Fuzz Wars: The Voltage Awakens - Voltage-Guided Blackbox Fuzzing on FPGAs

The growing complexity and size of hardware designs necessitates novel, scalable approaches to verification, as latent bugs and security flaws have devastating impact. This is especially critical since bugs in hardware designs cannot be patched after manufacturing. Currently, dynamic verification is the predominant methodology for detecting hardware design flaws, where detection efficiency is primarily determined by the choice of (random) inputs to the design under test.
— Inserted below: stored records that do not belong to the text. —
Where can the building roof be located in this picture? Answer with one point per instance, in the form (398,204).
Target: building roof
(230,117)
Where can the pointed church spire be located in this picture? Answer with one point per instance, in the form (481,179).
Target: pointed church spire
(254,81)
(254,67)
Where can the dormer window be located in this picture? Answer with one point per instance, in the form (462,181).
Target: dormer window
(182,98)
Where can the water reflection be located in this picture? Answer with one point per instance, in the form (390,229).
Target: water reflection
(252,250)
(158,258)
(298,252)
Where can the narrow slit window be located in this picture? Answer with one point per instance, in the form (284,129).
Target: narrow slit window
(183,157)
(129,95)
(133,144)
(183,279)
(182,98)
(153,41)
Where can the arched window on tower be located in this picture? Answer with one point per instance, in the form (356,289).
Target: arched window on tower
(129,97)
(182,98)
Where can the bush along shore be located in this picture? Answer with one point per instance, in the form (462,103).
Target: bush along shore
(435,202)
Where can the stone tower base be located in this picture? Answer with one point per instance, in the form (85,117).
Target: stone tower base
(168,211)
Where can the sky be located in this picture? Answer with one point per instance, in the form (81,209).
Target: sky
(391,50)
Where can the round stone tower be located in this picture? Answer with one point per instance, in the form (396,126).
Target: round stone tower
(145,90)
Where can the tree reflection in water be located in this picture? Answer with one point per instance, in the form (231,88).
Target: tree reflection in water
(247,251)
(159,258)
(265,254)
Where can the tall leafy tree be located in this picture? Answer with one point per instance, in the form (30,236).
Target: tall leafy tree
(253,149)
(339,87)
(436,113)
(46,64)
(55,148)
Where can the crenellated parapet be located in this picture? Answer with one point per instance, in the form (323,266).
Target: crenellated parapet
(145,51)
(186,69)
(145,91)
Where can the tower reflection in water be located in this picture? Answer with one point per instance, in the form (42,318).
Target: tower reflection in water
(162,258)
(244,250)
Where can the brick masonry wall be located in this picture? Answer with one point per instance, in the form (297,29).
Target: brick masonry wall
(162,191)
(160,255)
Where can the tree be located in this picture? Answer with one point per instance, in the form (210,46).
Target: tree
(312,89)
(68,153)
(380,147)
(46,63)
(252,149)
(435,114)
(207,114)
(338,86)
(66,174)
More elaborate recent methods adapt principles from greybox software fuzzing to achieve high coverage in short time. However, these existing greybox methods rely on heavy instrumentation or software conversion, which requires access to the design source code. Fuzing of blackbox hardware designs has only been possible with random, undirected input generation up until now, which requires a long time to cover the majority of possible hardware states. In this work, we propose FUZZ-E, a novel scalable method for coverage-guided hardware design fuzzing, where coverage is indirectly estimated through on-chip voltage measurements on FPGAs. The side-channel-based FUZZ-E approach enables testing blackbox hardware designs without requiring access to any internal signals. We provide an extensive analysis of the correlation between hardware design coverage and voltage fluctuations, and show how FUZZ-E significantly reduces the verification time required to achieve desirable design coverage.